In summary, the existing line draft coloring technologies are mostly improved on the basis of GAN, and these technologies have disadvantages of color overflow (i.e. filled color overflows into the surrounding area dispersively like water color), error in boundary line recognition (i.e. when lines are dense, other lines are mistaken as boundary lines, resulting in adjacent non-relevant areas being filled with wrong color), color inconsistency (i.e. the color of some areas of the coloring result does not correspond to the color hint), too large randomness of the coloring result, and the like.

Disclosure of Invention

The invention provides a line draft coloring method and device, and aims to solve the technical problems that information transmitted by a skip connection part of a current model is redundant, bottom layer characteristics are not fully utilized, and the randomness of coloring results is too high.

In order to solve the technical problems, the invention provides the following technical scheme:

in one aspect, the present invention provides a line draft coloring method, including:

collecting a color image, preprocessing the collected color image, generating a line draft according to the preprocessed color image, extracting a corresponding color prompt by adopting a random covering fuzzy method, and constructing a training data set;

introducing an attention screening mechanism at a jumping connection part of a generator model of the pix2pixGAN model to improve the pix2pixGAN model to obtain a line draft coloring model;

training the line draft coloring model by using the training data set;

and coloring the line draft to be colored by utilizing the trained line draft coloring model.

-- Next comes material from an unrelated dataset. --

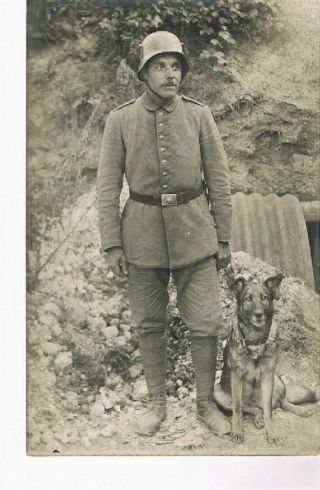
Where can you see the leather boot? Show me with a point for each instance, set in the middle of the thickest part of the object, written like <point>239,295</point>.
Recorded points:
<point>153,349</point>
<point>204,356</point>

Further, the collecting the color image, preprocessing the collected color image, generating a line draft according to the preprocessed color image, extracting corresponding color prompts by using a random covering fuzzy method, and constructing a training data set, including:

collecting a color image, and preprocessing the collected color image; wherein the preprocessing the collected color images comprises: rotating and mirroring a part of images in the collected color images to realize data expansion, and cutting all the images; wherein the cutting size is 256 multiplied by 256;

generating a line draft according to the preprocessed color image;

covering the color randomly by using 120 white color blocks with the size of 20 multiplied by 20, and then carrying out fuzzy processing on the covered image by taking an average filter with the kernel size of 100 multiplied by 100 to obtain a corresponding color prompt of the color image;

and storing the color image and the corresponding line draft and color prompt thereof to construct a training data set.

Further, the generator model of the line draft coloring model comprises an up-sampling module, a down-sampling module and an attention screening module; the process of generating the color image according to the line draft and the corresponding color prompt by the generator model of the line draft coloring model comprises the following steps:

firstly, sending a single-channel line draft with the size of 256 multiplied by 256 and a corresponding color prompt with the size of 256 multiplied by 3 into a generator model of a line draft coloring model after cascading, then reducing the dimension of an image through a multilayer down-sampling module and extracting the features of all scales; then, deep information is extracted through an up-sampling module, and each up-sampling is fused with the corresponding feature extraction part; the down-sampling module and the up-sampling module both take a ReLU (Rectified Linear Unit) active layer, a 3 x 3 convolution and BN (Batch Normalization) layer as basic units, and introduce a residual mechanism to avoid gradient extinction and degradation problems of a deep network; the down-sampling and up-sampling operations scale using max-pooling and anti-max-pooling; after the up-sampling operation, a LeakyRelu active layer, a 3 × 3 convolution layer and a Tanh active layer are further performed, and finally a 256 × 256 color image is generated;

the Attention screening module takes a current network layer characteristic x and a next network layer characteristic g as input, aligns and adds the size and the channel number through convolution operation, performs dimension compression by using ReLU activation and convolution operation, generates an Attention coefficient through Sigmoid activation, and finally upsamples the Attention coefficient to the original dimension of an original vector x, multiplies the original vector x by the Attention coefficient and outputs the Attention coefficient; the calculation method is as follows:

wherein σ₁For ReLU activation function, σ₂Activating a function for Sigmoid; theta_attInvolving linear transformation

Are all 1 × 1 convolution，

An offset term for the corresponding convolution; vector quantity

For the ith feature of the current network layer, vector g_iIs the ith feature in the next layer.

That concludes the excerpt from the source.